The Victoria sponge cake was named after Queen Victoria, who favoured a slice of the sponge cake with her afternoon tea. It is often referred to simply as sponge cake, though it contains additional fat. A traditional Victoria sponge consists of jam and whipped cream sandwiched between two sponge cakes; the top of the cake is not iced or decorated, but usually covered with a sifting of castor sugar.

Other names for the Victoria Sponge are Victoria Sandwich and, less commonly, Victorian Cake.

Ingredients

100 g (4 oz) butter
100 g (4 oz) sugar
2 eggs
100 g (4 oz) self-raising flour
a small pinch of salt
50 g (2 oz) Victoria plum or Strawberry jam
300ml (10½ fl oz) double cream, whipped (if wished)
2 tsp Castor sugar

Method

  1. Heat the oven to 350° F (gas mark 4)
  2. Grease and line the bottom of 2 x 7" round cake tins.
  3. Cut up the butter and beat with a wooden spoon until soft.
  4. Cream in the sugar until the mixture is pale and creamy, and the mixture drops easily from the spoon.
  5. Beat in the eggs, one at a time, with 1 tbsp of the flour.
  6. Fold in the remaining flour and the salt, using a metal spoon.
  7. Divide the mixture between the two cake tins.
  8. Bake for 20 mins (Be very careful not to disturb the oven during baking.)
  9. Bake until light brown and firm.
  10. Turn the cake out of the tins and cool on a rack.
  11. Once the cake is cool, sandwich it together with the jam and whipped cream (if wished).
  12. Sprinkle the top with castor sugar.

Definitions

Bake: To cook in an oven.

Beat: To thoroughly combine ingredients and incorporate air with a rapid, circular motion. This may be done with a wooden spoon, wire whisk, rotary eggbeater, electric mixer or food processor.

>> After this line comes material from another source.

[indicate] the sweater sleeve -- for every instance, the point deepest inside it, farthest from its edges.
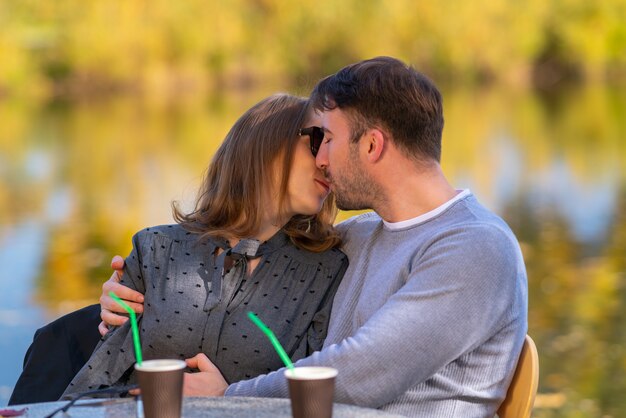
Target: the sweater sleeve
(459, 293)
(133, 273)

Cream: To mix fats and sugar together until creamy in appearance.

Fold: A method of gently mixing ingredients. Usually egg whites or whipped cream are folded into a heavier mixture, for a souffle, cake, or pie filling. The lighter mixture is placed on top of the heavier mixture, then the two are combined by passing a spatula down through the mixture, across the bottom, and up over the top. This process continues until the mixtures are combined. This traps air into bubbles in the product, allowing baked goods to rise.

To sprinkle: scatter a powdered ingredient or tiny droplets of a liquid, eg sprinkle the caster sugar over the fruit or sprinkle the brandy over the fruit cake..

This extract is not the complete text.